Pauropods can be easily confused with millipedes and centipedes due to their similar appearance. They range in color from gray or brown to bright colors. These tiny bugs have cylindrical, soft bodies, making it even more challenging to differentiate them from similar-looking creatures.
Pauropods are found in soil and leaf mold, so you’re unlikely to stumble upon them. More than 800 pauropod species are known for their ability to crawl quickly and change direction just as swiftly when disturbed. However, unlike centipedes, pauropods do not bite, sting, or harm humans and animals.
Pauropods are beneficial to gardens. They feed on decaying matter and help break it down, adding nutrients to the soil. They also eat other pest bugs and help keep the ecosystem balanced.
Also called garden centipedes, pseudocentipedes are arthropods that live in the soil and belong to the class Symphyla.
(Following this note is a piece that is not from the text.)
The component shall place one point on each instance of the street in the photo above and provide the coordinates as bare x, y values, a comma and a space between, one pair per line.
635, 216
These creepy-looking bugs have no eyes and white, almost transparent bodies. They use their long, segmented antennae as sense organs and navigation tools. Over 200 pseudocentipedes species are found worldwide and typically have a four-year lifespan.
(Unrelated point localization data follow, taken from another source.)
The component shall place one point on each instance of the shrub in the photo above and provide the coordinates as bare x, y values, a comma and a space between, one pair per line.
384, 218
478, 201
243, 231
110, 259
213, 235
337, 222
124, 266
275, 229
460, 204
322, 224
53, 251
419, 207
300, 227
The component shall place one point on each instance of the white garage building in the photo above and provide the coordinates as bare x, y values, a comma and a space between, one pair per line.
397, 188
Pseudocentipedes are primarily herbivores and prefer to inhabit moist areas. They feed on decaying plants and other organic matter. As mentioned, pseudocentipedes are soil-dwelling insects, and they are typically found about 20 inches underground. Regardless, they are fast movers.
Like centipedes, pseudocentipedes have segmented bodies with one pair of legs on some segments. This provides them with a centipede-like appearance and lends credibility to their name. Despite that, pseudocentipedes aren’t closely related to centipedes. They aren’t also known to cause any harm to humans, but they are harmful in agricultural settings.
10. Click Beetle Larvae
Click beetle larvae, also called wireworms, have a shape that could easily be confused with geophilic centipedes in particular. They have elongated, slender, shiny bodies with hard exoskeletons. They have a brownish coloration and range from ½ to 2-½ inches long. They also have three short pairs of legs on their thoracic segments. These creatures feed on decaying vegetation and the roots of plants, particularly crops such as potatoes, corn, and wheat. Despite their similarity to centipedes, they have no venom and pose no threat to humans.